“WAKE UP AND SMELL THE (TRANSFORMER)!”
A friend returns to the United States from Europe with a 960-W coffeemaker, designed to operate from a 240-V line. (a) What can she do to operate it at the USA-standard 120 V? (b) What current will the coffeemaker draw from the 120-V line? (c) What is the resistance of the coffeemaker? (The voltages are rms values.)
IDENTIFY and SET UP:
Our friend needs a step-up transformer to convert 120-V ac to the 240-V ac that the coffeemaker requires. We use Eq. (31.35) to determine the transformer turns ratio N_{2} / N_{1}, P_{\mathrm{av}}=V_{\mathrm{rms}} I_{\mathrm{rms}} for a resistor to find the current draw, and Eq. (31.37) to calculate the resistance.
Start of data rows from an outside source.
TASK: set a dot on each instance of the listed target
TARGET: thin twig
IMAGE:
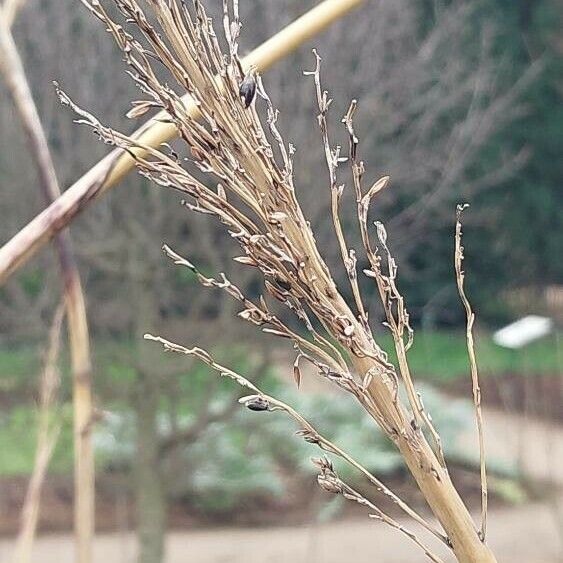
(330, 482)
(77, 322)
(460, 277)
(307, 431)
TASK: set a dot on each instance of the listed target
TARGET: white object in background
(523, 331)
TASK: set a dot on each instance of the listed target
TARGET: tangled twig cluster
(250, 189)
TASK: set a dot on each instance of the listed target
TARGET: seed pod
(257, 404)
(247, 89)
(283, 284)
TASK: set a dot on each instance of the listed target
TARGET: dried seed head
(247, 89)
(256, 403)
(329, 484)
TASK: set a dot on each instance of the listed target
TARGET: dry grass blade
(460, 278)
(330, 482)
(107, 173)
(250, 191)
(47, 433)
(261, 401)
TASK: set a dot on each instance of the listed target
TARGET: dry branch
(250, 191)
(460, 278)
(47, 433)
(108, 172)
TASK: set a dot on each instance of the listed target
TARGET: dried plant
(48, 429)
(251, 170)
(79, 341)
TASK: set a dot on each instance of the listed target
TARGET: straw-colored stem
(18, 87)
(111, 169)
(47, 434)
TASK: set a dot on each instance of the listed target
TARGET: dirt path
(525, 534)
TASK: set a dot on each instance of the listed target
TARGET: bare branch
(460, 278)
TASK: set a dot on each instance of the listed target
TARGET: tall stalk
(250, 190)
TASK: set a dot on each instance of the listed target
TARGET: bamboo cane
(112, 168)
(79, 342)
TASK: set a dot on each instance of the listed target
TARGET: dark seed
(247, 90)
(257, 404)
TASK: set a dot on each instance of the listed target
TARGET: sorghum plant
(250, 190)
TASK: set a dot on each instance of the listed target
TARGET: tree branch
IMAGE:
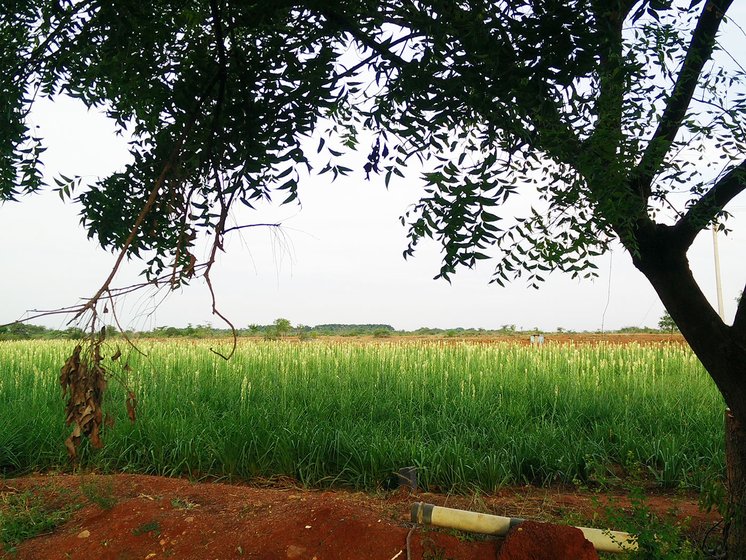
(739, 323)
(710, 204)
(698, 53)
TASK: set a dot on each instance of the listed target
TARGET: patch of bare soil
(129, 517)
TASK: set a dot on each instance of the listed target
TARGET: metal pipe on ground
(429, 514)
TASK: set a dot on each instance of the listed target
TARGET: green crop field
(469, 416)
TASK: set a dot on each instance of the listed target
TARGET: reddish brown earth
(149, 517)
(540, 541)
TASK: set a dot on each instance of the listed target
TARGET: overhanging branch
(698, 53)
(712, 202)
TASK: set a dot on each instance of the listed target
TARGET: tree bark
(720, 348)
(735, 456)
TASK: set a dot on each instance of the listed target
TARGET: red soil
(542, 541)
(152, 517)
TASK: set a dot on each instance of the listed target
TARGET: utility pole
(718, 282)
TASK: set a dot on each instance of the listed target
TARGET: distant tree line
(281, 328)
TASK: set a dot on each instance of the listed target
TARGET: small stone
(294, 551)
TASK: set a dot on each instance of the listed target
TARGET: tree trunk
(735, 457)
(720, 348)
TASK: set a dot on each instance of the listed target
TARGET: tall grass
(467, 415)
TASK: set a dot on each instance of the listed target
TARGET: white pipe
(718, 282)
(428, 514)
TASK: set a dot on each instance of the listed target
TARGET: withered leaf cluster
(83, 379)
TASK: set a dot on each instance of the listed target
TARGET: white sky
(339, 260)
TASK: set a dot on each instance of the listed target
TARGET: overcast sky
(338, 258)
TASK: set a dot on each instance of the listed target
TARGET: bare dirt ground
(129, 517)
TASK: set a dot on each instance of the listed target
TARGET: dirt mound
(544, 541)
(135, 517)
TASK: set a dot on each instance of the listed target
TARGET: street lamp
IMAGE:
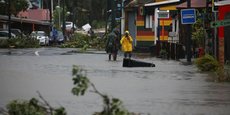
(63, 21)
(59, 16)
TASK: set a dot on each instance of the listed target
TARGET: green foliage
(25, 42)
(207, 63)
(112, 106)
(84, 42)
(31, 107)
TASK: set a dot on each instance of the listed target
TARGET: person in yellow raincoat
(127, 44)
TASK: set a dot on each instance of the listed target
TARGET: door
(132, 26)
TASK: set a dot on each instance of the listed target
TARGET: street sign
(163, 14)
(220, 23)
(188, 16)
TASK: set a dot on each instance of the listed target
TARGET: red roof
(194, 4)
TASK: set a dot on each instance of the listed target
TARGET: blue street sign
(188, 16)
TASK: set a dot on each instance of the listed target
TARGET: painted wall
(144, 36)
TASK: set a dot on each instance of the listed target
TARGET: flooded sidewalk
(170, 88)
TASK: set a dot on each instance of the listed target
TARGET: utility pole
(188, 44)
(51, 12)
(9, 19)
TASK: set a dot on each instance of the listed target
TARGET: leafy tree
(15, 7)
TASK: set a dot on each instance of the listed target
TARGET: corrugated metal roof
(136, 3)
(222, 3)
(194, 4)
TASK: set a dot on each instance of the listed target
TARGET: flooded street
(170, 88)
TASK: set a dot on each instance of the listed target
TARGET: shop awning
(194, 4)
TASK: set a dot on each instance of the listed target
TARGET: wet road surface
(168, 89)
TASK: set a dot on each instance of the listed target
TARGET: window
(148, 21)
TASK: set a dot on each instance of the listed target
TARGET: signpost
(216, 24)
(188, 16)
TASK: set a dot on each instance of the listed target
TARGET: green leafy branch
(31, 107)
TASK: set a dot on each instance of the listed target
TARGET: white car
(69, 25)
(41, 36)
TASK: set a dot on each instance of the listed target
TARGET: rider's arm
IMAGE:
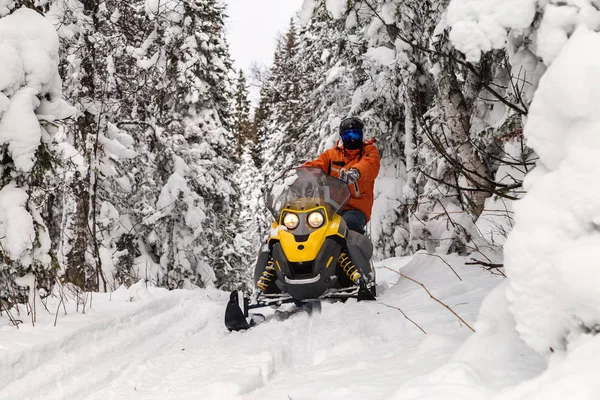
(321, 162)
(368, 166)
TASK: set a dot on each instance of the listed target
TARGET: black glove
(350, 176)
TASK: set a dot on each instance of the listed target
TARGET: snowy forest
(148, 163)
(130, 153)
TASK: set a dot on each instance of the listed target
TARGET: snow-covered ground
(141, 343)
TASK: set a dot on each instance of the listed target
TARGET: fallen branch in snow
(488, 266)
(12, 319)
(432, 296)
(405, 316)
(445, 262)
(485, 264)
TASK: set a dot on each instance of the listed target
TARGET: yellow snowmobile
(310, 253)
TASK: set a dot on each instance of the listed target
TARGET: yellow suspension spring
(348, 267)
(266, 278)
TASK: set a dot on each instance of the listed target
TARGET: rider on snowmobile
(355, 162)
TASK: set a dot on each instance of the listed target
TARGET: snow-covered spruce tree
(194, 228)
(94, 41)
(279, 115)
(31, 104)
(454, 124)
(242, 129)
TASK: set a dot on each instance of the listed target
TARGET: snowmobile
(310, 254)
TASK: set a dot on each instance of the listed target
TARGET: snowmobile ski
(237, 316)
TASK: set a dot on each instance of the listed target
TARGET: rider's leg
(355, 219)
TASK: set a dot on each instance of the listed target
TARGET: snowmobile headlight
(291, 221)
(315, 219)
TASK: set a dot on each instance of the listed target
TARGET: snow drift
(551, 255)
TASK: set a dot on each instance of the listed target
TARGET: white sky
(252, 29)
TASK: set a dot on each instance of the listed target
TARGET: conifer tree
(242, 126)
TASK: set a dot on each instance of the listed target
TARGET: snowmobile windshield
(305, 188)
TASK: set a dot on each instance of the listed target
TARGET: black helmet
(351, 123)
(351, 132)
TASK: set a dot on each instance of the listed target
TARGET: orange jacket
(365, 160)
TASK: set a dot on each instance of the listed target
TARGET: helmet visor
(351, 135)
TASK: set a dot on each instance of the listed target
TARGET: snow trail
(176, 346)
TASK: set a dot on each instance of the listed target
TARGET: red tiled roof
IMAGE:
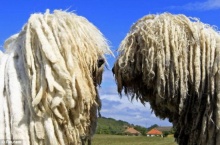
(132, 130)
(154, 132)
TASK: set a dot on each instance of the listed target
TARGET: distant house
(132, 131)
(158, 131)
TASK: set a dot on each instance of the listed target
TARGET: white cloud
(206, 5)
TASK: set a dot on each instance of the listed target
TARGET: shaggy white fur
(48, 79)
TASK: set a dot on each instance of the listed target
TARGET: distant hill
(117, 127)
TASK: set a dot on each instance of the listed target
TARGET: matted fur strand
(173, 62)
(48, 79)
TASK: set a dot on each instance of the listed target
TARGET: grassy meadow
(101, 139)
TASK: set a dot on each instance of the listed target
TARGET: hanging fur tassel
(48, 79)
(173, 62)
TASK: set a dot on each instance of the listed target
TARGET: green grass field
(131, 140)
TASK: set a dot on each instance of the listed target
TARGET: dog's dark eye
(101, 61)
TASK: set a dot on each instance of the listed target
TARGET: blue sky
(114, 19)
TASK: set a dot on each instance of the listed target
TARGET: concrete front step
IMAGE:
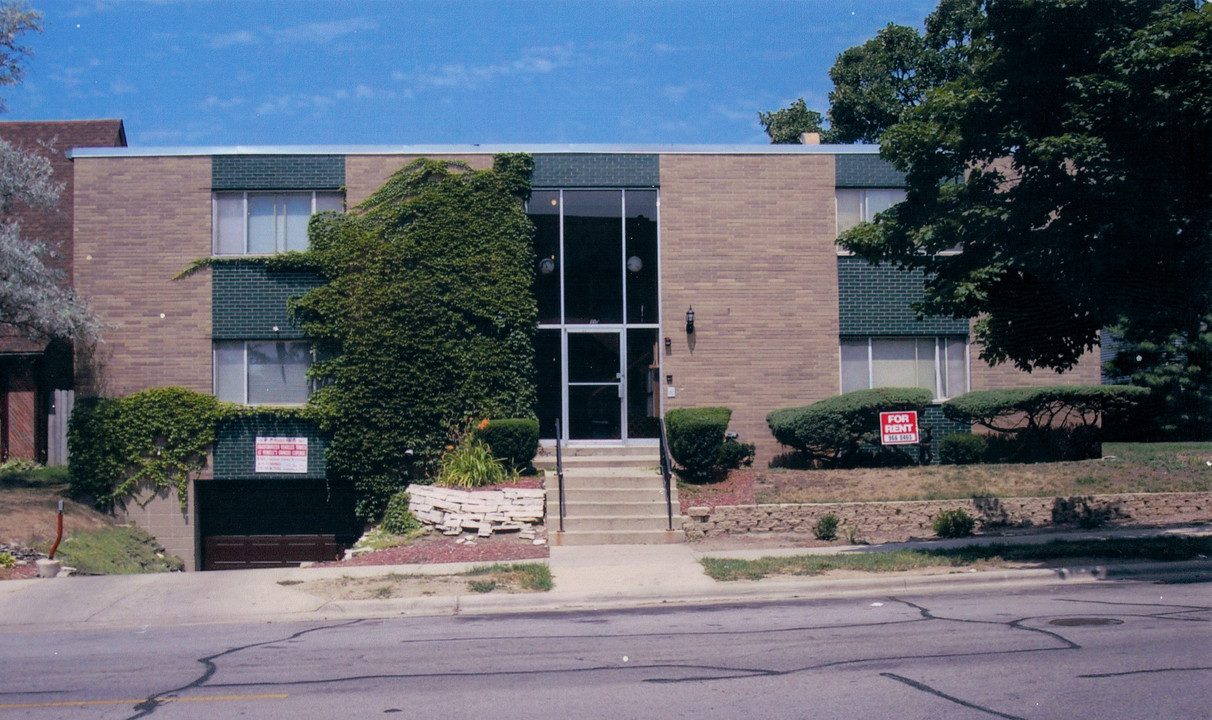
(618, 537)
(595, 450)
(616, 523)
(636, 462)
(607, 480)
(612, 496)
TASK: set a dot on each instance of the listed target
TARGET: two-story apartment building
(629, 241)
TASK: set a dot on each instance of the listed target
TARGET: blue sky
(419, 72)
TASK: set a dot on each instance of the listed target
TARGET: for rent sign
(281, 455)
(898, 428)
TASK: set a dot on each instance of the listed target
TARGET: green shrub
(470, 464)
(398, 519)
(955, 523)
(695, 438)
(1018, 410)
(825, 527)
(834, 430)
(512, 440)
(962, 449)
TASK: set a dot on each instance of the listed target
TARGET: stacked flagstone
(482, 512)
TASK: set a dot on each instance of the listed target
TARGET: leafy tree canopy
(1072, 164)
(426, 321)
(787, 126)
(878, 81)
\frac{V_{1}}{I_{1}}=\frac{R}{\left(N_{2} / N_{1}\right)^{2}} (31.37)
EXECUTE:
(a) To get V_2 = 240 V from V_1 = 120 V, the required turns ratio is N_{2} / N_{1}=V_{2} / V_{1}=(240 \mathrm{~V}) /(120 \mathrm{~V})=2. That is, the secondary coil (connected to the coffeemaker) should have twice as many turns as the primary coil (connected to the 120-V line).
(b) We find the rms current I_1 in the 120-V primary by using P_{\mathrm{av}}=V_{1} I_{1}, where P_{av} is the average power drawn by the coffeemaker and hence the power supplied by the 120-V line. (We’re assuming that no energy is lost in the transformer.) Hence I_1[= P_{\mathrm{av}} / V_{1}=(960 \mathrm{~W}) /(120 \mathrm{~V})=8.0 \mathrm{~A}. The secondary current is then I_{2}=P_{\mathrm{av}} / V_{2}=(960 \mathrm{~W}) /(240 \mathrm{~V})=4.0 \mathrm{~A}.
(c) We have V_{1}=120 \mathrm{~V}, I_{1}=8.0 \mathrm{~A}, \text { and } N_{2} / N_{1}=2, so
\frac{V_{1}}{I_{1}}=\frac{120 \mathrm{~V}}{8.0 \mathrm{~A}}=15 \OmegaFrom Eq. (31.37),
R=2^{2}(15 \Omega)=60 \Omega
EVALUATE: As a check, V_{2} / R=(240 \mathrm{~V}) /(60 \Omega)=4.0 \mathrm{~A}=I_{2}, the same value obtained previously. You can also check this result for R by using the expression P_{\mathrm{av}}=V_{2}^{2} / R for the power drawn by the coffeemaker.